270:87 State of Alabama found to have avoided any good faith attempt to comply with federal overcrowding lawsuit consent decree; while consent decree was properly dissolved at this point pursuant to provisions of the Prison Litigation Reform Act, attorneys' for plaintiff inmates and for county were entitled to attorneys' fees for attempting enforcement of decree while it was in effect. Chairs v. Burgess, 25 F.Supp.2d 1333 (N.D. Ala. 1998).
260:123 Federal appeals court finds unconstitutional, on separation of powers grounds, provision of Prison Litigation Reform Act calling for immediate termination of consent decrees entered without factual or legal findings that relief granted is "narrowly drawn," goes no further than necessary to correct a violation of a federal right, and uses the "least intrusive means necessary"; 9th Circuit appeals court stands alone in rejecting constitutionality of this provision. Taylor v. U.S., 1998 U.S. App.
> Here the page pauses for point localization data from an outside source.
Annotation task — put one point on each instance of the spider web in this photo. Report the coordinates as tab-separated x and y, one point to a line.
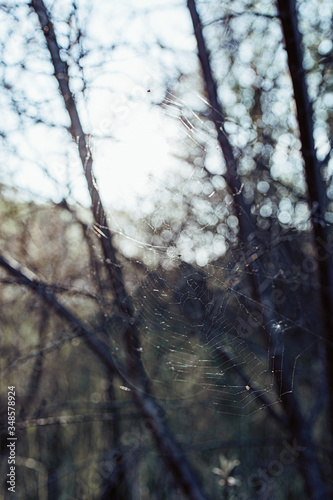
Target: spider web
203	335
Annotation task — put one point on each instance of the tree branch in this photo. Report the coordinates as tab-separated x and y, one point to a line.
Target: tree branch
169	449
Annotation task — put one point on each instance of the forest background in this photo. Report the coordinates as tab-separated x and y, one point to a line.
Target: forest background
166	256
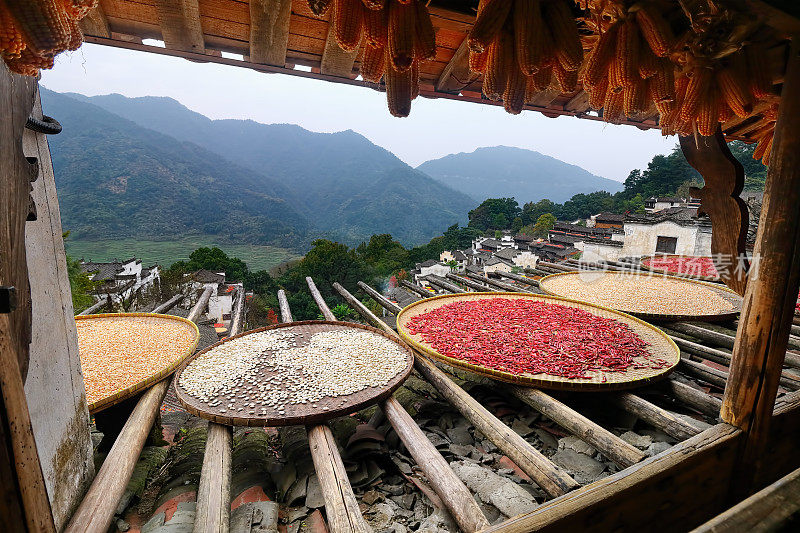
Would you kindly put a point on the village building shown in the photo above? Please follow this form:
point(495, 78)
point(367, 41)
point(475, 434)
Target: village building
point(119, 280)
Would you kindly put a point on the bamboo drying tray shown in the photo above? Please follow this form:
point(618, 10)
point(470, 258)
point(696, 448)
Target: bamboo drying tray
point(161, 368)
point(727, 294)
point(297, 414)
point(643, 263)
point(660, 345)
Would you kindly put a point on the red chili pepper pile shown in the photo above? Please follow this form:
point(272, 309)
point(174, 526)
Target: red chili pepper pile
point(533, 337)
point(693, 266)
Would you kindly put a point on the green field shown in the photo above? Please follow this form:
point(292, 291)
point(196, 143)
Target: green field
point(165, 253)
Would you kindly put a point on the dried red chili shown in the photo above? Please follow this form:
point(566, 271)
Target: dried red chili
point(521, 336)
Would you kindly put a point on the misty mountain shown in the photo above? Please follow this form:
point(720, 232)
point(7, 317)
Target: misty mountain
point(503, 171)
point(347, 187)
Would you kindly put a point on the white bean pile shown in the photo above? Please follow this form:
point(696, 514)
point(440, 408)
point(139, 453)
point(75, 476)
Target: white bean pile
point(639, 294)
point(266, 371)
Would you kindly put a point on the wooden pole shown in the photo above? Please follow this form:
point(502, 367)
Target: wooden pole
point(213, 512)
point(656, 416)
point(97, 509)
point(771, 294)
point(547, 475)
point(448, 487)
point(341, 506)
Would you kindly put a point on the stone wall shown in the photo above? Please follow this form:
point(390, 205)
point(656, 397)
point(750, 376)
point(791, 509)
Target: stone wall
point(54, 385)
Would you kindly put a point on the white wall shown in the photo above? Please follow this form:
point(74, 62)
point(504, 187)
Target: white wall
point(54, 386)
point(640, 239)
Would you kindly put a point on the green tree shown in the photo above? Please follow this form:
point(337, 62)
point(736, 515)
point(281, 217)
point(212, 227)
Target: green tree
point(543, 225)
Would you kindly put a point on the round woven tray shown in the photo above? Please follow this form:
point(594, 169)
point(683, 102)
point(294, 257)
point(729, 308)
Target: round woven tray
point(660, 345)
point(296, 414)
point(719, 289)
point(158, 369)
point(643, 263)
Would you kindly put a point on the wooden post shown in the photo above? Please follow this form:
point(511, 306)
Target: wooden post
point(24, 504)
point(96, 511)
point(769, 301)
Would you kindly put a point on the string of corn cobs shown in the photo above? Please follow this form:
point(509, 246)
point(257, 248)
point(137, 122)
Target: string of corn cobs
point(520, 46)
point(33, 32)
point(397, 35)
point(628, 71)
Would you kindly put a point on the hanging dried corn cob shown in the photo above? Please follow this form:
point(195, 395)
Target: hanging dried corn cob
point(519, 45)
point(11, 43)
point(397, 35)
point(32, 32)
point(725, 77)
point(629, 58)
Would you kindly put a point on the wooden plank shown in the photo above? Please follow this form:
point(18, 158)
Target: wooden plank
point(335, 61)
point(547, 475)
point(694, 398)
point(269, 31)
point(95, 23)
point(771, 295)
point(457, 75)
point(766, 510)
point(214, 490)
point(719, 199)
point(96, 511)
point(441, 477)
point(341, 506)
point(450, 489)
point(611, 446)
point(27, 495)
point(677, 489)
point(180, 25)
point(657, 417)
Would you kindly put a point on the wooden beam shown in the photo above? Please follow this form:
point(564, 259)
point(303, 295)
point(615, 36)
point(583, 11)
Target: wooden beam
point(335, 61)
point(611, 446)
point(719, 199)
point(769, 302)
point(269, 31)
point(97, 509)
point(214, 490)
point(180, 25)
point(547, 475)
point(448, 487)
point(95, 23)
point(456, 74)
point(673, 491)
point(766, 510)
point(657, 417)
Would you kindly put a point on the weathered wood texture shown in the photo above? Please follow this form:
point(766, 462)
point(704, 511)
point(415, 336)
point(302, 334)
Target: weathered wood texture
point(269, 31)
point(659, 418)
point(771, 295)
point(613, 447)
point(26, 497)
point(341, 506)
point(547, 475)
point(672, 491)
point(97, 509)
point(214, 490)
point(441, 477)
point(180, 25)
point(719, 199)
point(766, 510)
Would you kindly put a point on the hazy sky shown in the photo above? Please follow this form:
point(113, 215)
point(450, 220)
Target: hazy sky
point(435, 127)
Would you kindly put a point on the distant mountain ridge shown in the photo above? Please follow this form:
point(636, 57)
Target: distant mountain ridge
point(504, 171)
point(347, 187)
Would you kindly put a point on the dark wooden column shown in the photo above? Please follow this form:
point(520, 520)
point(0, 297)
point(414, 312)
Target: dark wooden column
point(719, 199)
point(769, 302)
point(24, 505)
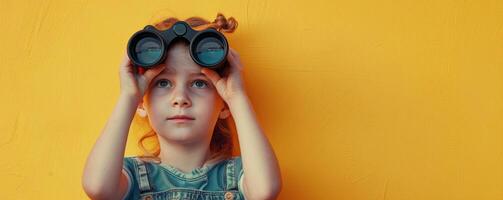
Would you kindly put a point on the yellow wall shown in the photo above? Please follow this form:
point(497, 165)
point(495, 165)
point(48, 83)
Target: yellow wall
point(360, 99)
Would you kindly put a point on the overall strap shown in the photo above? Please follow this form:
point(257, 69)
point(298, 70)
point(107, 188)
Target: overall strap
point(142, 175)
point(230, 173)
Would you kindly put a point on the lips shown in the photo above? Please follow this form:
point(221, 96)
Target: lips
point(181, 117)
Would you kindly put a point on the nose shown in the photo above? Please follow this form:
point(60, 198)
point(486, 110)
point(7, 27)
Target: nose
point(180, 98)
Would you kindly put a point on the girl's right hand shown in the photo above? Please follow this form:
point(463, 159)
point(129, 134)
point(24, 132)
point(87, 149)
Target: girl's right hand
point(132, 83)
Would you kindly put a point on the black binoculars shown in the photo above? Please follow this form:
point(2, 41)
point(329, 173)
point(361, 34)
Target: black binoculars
point(148, 47)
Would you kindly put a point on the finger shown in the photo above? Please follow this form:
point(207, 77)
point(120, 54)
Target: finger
point(151, 73)
point(212, 75)
point(234, 61)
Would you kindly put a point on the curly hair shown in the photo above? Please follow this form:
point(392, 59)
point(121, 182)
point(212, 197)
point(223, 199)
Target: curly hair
point(221, 142)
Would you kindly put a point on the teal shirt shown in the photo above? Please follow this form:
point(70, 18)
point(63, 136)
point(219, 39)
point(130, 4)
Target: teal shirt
point(152, 181)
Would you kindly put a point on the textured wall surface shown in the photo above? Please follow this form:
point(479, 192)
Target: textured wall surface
point(360, 99)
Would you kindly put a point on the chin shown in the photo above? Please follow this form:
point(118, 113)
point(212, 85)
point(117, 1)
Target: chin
point(180, 136)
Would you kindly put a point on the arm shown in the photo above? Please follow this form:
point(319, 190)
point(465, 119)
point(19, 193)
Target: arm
point(263, 177)
point(103, 177)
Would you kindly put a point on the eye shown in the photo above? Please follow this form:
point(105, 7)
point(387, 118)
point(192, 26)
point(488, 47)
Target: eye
point(163, 82)
point(200, 83)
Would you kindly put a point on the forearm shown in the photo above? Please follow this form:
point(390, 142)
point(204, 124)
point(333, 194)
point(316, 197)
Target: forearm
point(260, 164)
point(104, 163)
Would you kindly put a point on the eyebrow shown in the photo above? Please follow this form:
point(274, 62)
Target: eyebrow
point(171, 73)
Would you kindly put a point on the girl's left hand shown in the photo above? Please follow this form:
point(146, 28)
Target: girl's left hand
point(231, 86)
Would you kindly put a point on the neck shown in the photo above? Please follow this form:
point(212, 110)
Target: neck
point(185, 157)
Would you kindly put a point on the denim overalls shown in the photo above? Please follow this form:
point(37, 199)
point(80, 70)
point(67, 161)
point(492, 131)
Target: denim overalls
point(152, 181)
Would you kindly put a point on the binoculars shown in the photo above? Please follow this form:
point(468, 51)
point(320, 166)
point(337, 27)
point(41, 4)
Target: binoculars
point(148, 47)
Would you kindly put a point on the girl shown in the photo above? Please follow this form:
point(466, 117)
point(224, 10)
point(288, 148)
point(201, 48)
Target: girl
point(187, 107)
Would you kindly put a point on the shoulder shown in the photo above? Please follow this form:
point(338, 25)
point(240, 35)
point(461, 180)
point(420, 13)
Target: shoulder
point(129, 167)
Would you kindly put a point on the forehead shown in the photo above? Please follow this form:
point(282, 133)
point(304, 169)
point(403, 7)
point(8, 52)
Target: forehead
point(178, 60)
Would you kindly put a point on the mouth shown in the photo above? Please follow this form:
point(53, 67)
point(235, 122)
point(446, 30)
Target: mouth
point(181, 118)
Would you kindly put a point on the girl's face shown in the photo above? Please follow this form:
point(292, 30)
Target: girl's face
point(181, 89)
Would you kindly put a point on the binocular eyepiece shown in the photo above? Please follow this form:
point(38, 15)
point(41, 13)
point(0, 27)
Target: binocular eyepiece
point(148, 47)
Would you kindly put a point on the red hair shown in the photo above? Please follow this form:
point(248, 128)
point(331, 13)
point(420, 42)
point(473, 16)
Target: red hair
point(221, 142)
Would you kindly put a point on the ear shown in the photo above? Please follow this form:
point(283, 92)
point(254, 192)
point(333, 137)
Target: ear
point(141, 110)
point(224, 113)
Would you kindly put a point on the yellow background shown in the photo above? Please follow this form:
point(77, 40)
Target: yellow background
point(360, 99)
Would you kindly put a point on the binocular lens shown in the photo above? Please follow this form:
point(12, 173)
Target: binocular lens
point(210, 51)
point(148, 50)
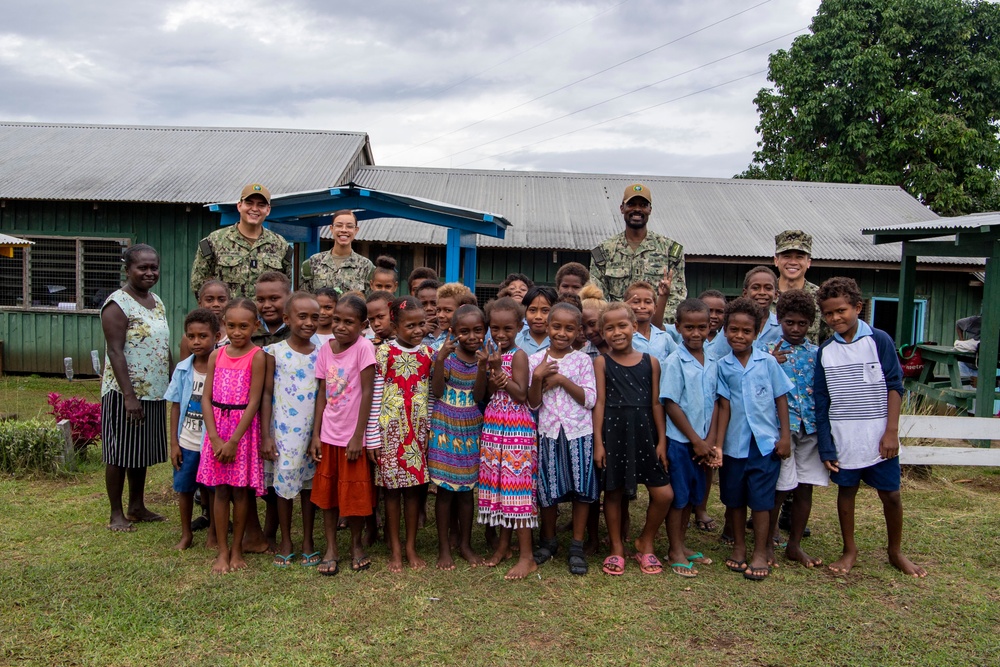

Lexis 8550 (9th Cir. 1998). » Editor's Note: All other federal appeals courts to date which have addressed this issue have reached the opposite conclusion from the one announced by the Ninth Circuit in the case reported on above. See Hadix v. Johnson, 133 F.3d 940 (6th Cir. 1998) (Sec. 3626(b)(2) does not violate separation of power principles); Dougan v. Singletary, 129 F.3d 1424 (11th Cir. 1997) (same); Inmates of Suffolk Co. Jail v. Rouse, 129 F.3d 649 (1st Cir. 1997) (same); Gavin v. Branstad, 122 F.3d 1081 (8th Cir. 1997) (same); Plyler v. Moore, 100 F.3d 365 (4th Cir. 1996), cert. denied, 117 S.Ct. 2460 (1997) (same); and Benjamin v. Jacobson, 124 F.3d 162 (2d Cir. 1997) (Section 3626(b)(2) is constitutional but does not terminate consent decree; only jurisdiction of federal court terminated).
238:147 Federal Prison Litigation Reform Act becomes law, makes numerous changes in prison litigation, including scope of injunctive orders, standards for termination of injunctive orders, amount of attorneys' fees, standard for prisoner release orders in overcrowding cases, prisoner payment of filing fees and court costs, barring inmates who repetitively file frivolous suits from further filings, no awards for mental/emotional distress in the absence of physical injury, and revocation of federal prisoner's good time credits if they file malicious lawsuits or testify falsely, among other highlights.